FILE: Nov. 17, 2012: Sen. Marco Rubio, R-Fla., speaks during Iowa Gov. Terry Branstad's annual birthday fundraiser.AP

Florida Sen. Marco Rubio said Saturday he is traveling to Jordan and Israel, another high-profile event for the senator considered an emerging leader in the Republican Party and a potential 2016 presidential candidate.

The first-term senator said the trip is part of his official duties as a member of the chamber’s Intelligence and Foreign Relations committees.

“America's friendship with Israel is a truly special one, and we must continue to do all we can to support this beacon of democracy, religious freedom and free enterprise in the heart of an unstable region,” Rubio said.

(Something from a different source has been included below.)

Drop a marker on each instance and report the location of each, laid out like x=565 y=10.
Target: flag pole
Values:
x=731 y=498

While in Israel, Rubio plans to meet with Israeli President Shimon Peres and Prime Minister Benjamin Netanyahu to discuss such issues as Iran’s purported pursuit of a nuclear weapon, the Israeli-Palestinian peace process and the worldwide importance of the Israel-Egypt peace treaty.

The relationship between Netanyahu and President Obama is largely considered to be cool. And critics of the president have said the administration should do more to solidify the relationship with Israel amid Iran’s nuclear pursuits and because Jerusalem is the United States’ closest and oldest Middle East ally.

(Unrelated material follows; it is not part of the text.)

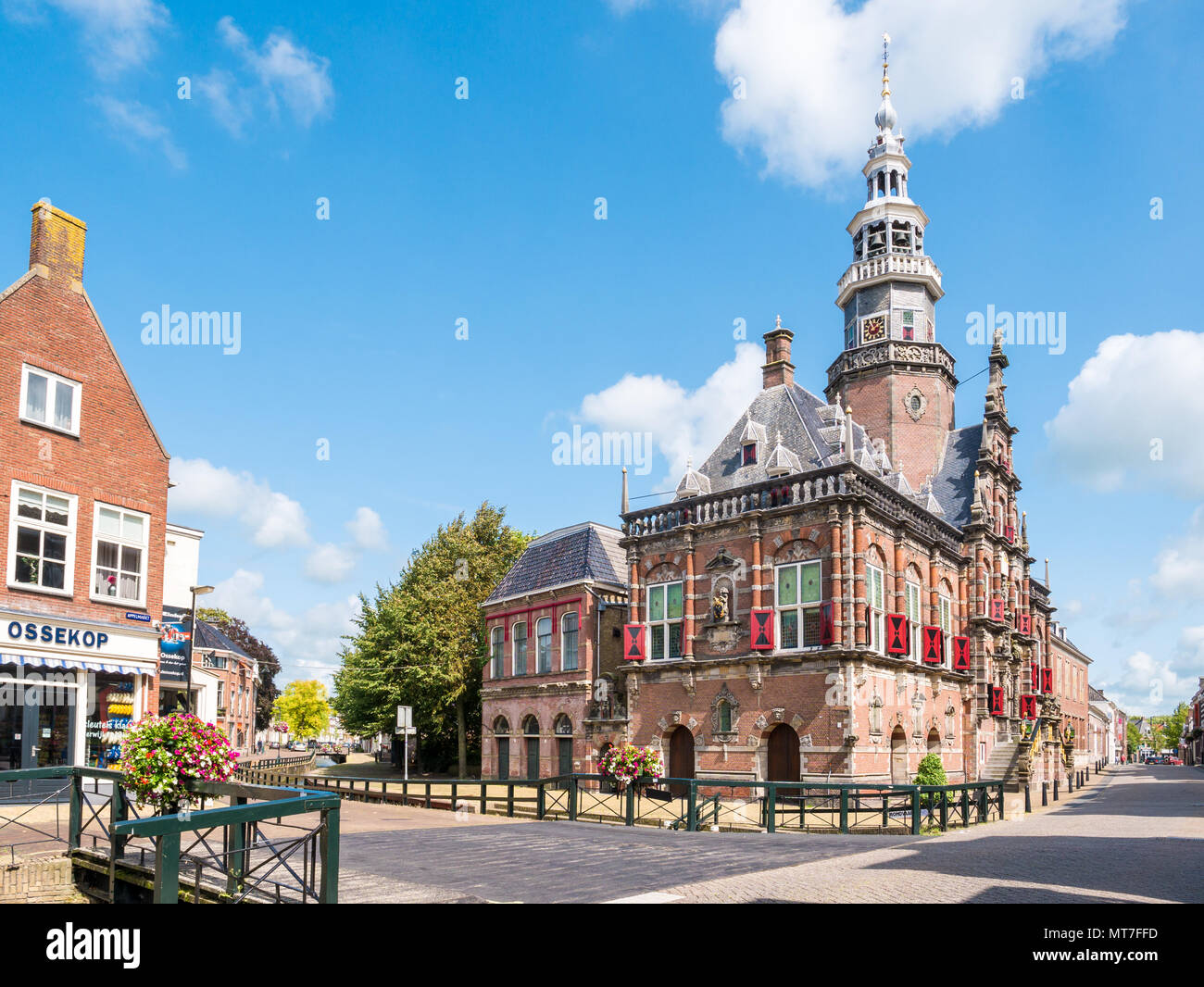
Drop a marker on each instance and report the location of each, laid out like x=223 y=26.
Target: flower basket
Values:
x=161 y=755
x=633 y=766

“We must continue to apply pressure through every possible means in order to prevent a nuclear Iran,” Rubio said.

He also plans to meet with Palestinian Prime Minister Salam Fayyad.

Over the past several days, Rubio delivered the official Republican response to President Obama’s State of the Union address and was on the cover to Time Magazine with the headline “The Republican Savior.”

Obama announced earlier this month that he will travel to Israel this spring. It will be his first official visit to the country since elected in 2008.

Rubio said while in Jordan he plans to meet with King Abdullah II and other members of the Jordanian government, in part to learn firsthand about the Syrian civil war, including the impact of the related humanitarian crisis on the region.

He called the Jordanian government one of the U.S.’s “most loyal allies in the region in trade, cultural exchanges and especially in combating terrorism.”  

This will be Rubio’s first visit to Jordan and his second to Israel. His wife, Jeanette, is also making the trip, which ends Friday.

Rubio said he also plans to visit America's embassies in both countries to get a briefing from officials.

“I will to meet with the brave men and women stationed there from our foreign service, military and intelligence services,” he said.